Thanksgiving today is exactly what it said it was in the beginning: a day of thanks for the blessings we have in the United States. It doesn’t pretend that it is holy time. It doesn’t celebrate false gods. It simply commemorates and celebrates the physical blessings of the fall harvest that helped establish the early settlers of this country.
A similar study could be done for the Fourth of July. From Wikipedia:
“Independence Day, known colloquially as the Fourth of July, is a federal holiday in the United States commemorating the Declaration of Independence, which was ratified by the Second Continental Congress on July 4, 1776, establishing the United States of America” (“Independence Day (United States)”).

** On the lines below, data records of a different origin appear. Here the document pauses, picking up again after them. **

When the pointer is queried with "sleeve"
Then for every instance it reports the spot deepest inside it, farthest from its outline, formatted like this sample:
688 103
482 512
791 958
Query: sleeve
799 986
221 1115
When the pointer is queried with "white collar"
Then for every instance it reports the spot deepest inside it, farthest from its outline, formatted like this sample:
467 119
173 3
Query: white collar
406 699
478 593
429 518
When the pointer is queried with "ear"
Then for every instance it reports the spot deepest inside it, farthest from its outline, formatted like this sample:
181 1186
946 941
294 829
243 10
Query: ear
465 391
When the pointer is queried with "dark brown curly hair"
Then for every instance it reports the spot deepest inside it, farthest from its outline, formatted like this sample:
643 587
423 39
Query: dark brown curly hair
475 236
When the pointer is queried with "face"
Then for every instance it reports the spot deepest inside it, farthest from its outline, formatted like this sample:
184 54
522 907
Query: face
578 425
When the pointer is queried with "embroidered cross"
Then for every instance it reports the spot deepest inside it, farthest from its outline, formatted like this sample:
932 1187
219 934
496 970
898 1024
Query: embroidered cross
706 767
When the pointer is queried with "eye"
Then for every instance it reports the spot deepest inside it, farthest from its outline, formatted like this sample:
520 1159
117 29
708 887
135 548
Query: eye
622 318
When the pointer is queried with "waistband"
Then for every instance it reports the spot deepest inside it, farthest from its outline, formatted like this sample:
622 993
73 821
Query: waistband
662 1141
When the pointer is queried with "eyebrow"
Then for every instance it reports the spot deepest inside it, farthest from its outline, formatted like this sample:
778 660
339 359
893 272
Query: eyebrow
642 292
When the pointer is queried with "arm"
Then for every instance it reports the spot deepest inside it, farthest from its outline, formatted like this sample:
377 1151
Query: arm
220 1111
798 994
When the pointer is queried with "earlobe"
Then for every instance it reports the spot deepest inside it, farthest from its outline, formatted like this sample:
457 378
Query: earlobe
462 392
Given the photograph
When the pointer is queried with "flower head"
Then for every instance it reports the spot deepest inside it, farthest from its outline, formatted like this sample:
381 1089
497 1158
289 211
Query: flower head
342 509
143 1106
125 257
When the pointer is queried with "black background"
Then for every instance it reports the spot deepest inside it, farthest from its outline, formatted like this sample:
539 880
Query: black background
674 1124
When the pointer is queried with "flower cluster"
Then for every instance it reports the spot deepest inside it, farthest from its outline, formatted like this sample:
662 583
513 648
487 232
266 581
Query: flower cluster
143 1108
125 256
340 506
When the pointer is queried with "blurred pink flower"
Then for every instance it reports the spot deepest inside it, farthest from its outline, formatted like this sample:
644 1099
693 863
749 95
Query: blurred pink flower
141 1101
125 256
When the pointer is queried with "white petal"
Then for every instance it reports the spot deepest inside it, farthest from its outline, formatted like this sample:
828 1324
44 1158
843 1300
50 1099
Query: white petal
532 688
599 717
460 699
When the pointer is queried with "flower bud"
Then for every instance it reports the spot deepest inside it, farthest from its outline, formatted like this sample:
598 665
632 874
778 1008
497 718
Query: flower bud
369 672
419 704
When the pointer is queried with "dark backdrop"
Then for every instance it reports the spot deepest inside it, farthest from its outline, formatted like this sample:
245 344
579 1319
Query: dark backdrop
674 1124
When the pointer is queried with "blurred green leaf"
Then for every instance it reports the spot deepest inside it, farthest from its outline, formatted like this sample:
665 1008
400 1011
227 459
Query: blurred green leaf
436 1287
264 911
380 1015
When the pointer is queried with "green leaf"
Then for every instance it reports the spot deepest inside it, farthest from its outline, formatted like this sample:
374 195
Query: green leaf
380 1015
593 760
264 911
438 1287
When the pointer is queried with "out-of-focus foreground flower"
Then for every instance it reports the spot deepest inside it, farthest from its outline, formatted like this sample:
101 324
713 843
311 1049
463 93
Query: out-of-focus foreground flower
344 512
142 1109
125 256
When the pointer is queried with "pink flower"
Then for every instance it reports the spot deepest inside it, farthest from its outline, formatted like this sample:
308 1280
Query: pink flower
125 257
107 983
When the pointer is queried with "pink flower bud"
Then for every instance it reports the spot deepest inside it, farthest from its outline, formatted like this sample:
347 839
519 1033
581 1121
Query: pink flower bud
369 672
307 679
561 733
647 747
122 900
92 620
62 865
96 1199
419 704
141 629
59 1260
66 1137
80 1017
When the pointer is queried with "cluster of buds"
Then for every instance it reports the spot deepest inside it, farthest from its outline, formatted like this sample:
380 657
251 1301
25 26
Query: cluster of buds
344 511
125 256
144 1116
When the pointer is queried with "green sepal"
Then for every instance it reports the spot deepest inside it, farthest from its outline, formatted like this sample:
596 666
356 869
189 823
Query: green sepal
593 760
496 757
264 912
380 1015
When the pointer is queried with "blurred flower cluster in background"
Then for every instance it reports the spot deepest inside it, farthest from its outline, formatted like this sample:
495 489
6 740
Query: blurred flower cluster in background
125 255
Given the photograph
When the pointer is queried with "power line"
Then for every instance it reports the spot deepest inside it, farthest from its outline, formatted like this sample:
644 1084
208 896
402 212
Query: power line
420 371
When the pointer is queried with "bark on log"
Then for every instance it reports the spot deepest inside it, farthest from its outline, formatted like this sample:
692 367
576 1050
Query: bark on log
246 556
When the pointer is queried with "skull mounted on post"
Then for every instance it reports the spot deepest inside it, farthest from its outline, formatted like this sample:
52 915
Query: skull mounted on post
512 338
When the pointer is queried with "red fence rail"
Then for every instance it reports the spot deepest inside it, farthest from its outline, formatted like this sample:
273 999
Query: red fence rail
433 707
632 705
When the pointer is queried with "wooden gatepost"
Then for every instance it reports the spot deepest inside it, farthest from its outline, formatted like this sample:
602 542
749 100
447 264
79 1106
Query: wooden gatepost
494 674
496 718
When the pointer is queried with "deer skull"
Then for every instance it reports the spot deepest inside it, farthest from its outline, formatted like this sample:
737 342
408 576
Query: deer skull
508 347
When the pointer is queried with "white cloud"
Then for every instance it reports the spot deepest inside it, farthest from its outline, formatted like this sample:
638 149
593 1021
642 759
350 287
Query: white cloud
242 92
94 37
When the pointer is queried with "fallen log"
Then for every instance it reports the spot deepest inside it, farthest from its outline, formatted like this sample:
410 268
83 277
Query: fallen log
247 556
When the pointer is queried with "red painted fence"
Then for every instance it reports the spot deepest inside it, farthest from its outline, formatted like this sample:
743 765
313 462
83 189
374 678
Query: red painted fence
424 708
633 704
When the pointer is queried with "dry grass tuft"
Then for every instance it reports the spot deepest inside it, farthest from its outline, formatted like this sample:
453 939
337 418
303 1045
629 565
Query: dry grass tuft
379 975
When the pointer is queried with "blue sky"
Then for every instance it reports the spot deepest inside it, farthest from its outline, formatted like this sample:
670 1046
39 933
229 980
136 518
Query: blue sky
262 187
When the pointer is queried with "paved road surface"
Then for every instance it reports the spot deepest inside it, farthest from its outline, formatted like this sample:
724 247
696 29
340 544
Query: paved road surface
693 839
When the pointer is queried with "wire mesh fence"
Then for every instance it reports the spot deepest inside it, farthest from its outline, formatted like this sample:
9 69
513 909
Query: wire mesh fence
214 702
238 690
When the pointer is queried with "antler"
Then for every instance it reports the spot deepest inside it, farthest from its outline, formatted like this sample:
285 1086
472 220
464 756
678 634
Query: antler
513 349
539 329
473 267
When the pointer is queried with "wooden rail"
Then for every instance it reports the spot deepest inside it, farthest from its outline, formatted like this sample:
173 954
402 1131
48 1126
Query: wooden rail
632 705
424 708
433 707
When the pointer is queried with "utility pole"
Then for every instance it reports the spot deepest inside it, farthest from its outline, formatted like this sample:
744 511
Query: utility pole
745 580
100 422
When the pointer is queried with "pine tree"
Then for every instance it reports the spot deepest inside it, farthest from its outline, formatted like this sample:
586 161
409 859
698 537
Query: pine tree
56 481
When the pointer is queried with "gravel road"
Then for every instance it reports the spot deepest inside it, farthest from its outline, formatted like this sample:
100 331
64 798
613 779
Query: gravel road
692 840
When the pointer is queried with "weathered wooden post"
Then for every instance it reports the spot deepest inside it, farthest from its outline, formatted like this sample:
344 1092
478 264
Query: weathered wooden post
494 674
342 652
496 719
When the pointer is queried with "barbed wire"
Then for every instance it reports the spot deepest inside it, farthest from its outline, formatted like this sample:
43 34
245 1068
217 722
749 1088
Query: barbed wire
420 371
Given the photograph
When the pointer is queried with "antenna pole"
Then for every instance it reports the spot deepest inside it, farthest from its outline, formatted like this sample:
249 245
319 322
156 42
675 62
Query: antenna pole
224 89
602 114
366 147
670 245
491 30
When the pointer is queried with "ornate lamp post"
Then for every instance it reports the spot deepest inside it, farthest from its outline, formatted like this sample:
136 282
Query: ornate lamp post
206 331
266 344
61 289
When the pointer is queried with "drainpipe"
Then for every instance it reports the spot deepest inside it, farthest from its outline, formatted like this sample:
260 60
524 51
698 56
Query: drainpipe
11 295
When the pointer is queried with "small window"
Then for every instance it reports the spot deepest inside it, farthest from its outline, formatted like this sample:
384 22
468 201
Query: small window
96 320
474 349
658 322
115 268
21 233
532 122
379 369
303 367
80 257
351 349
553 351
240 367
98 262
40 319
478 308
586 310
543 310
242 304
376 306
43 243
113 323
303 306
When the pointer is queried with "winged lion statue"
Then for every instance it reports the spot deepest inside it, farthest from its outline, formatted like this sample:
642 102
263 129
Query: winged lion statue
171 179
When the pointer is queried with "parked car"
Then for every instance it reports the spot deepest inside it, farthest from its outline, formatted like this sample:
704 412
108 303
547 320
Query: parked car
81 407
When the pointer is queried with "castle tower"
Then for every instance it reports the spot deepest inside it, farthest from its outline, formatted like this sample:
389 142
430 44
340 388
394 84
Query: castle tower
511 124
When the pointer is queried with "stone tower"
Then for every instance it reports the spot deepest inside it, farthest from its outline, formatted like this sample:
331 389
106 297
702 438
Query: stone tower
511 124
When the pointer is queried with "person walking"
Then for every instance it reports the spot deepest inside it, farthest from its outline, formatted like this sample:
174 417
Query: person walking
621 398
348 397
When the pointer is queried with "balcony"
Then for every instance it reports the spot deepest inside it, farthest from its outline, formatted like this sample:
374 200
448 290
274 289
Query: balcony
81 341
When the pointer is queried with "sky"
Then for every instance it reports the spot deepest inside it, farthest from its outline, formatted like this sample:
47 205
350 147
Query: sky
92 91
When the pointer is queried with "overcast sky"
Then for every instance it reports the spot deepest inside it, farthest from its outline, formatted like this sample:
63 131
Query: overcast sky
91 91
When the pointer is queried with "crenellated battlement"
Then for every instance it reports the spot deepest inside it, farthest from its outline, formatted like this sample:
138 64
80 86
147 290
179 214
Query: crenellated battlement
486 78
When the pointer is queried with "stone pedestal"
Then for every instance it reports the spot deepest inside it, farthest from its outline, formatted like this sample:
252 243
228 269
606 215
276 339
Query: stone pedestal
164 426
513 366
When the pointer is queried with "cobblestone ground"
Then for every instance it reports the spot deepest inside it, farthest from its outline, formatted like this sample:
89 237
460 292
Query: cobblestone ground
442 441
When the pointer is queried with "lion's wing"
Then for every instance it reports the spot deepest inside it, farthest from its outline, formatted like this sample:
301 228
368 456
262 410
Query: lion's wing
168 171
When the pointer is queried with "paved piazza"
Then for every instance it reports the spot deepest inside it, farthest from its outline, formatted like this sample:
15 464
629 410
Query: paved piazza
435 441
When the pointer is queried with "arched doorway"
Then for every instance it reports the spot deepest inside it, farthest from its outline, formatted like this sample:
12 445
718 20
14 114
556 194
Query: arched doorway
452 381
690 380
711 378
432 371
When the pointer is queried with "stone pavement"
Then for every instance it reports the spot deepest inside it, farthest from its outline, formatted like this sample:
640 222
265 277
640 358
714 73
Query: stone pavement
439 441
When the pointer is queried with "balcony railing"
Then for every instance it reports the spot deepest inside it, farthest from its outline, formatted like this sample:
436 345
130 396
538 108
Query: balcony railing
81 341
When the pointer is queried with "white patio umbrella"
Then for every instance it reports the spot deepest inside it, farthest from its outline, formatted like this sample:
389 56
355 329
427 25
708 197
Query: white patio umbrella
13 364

Again, the origins of the Fourth of July are very plain and simple. It’s a time set aside to celebrate the freedom we have in the United States. It’s not a mix of ancient religion and Christianity. It’s just an acknowledgment of the great blessing of freedom experienced in this country. In other countries, similar days such as Canada Day, Cinco de Mayo and Bastille Day are celebrated for similar reasons. Research would also show that days like Mother’s Day and Father’s Day have innocent origins.
So, is it okay to celebrate Thanksgiving and the Fourth of July? The answer is: absolutely! Thanksgiving and the Fourth of July don’t pretend to be religious, and don’t have their origins rooted in worshiping false gods; they are simply man-made holidays created to remember significant events.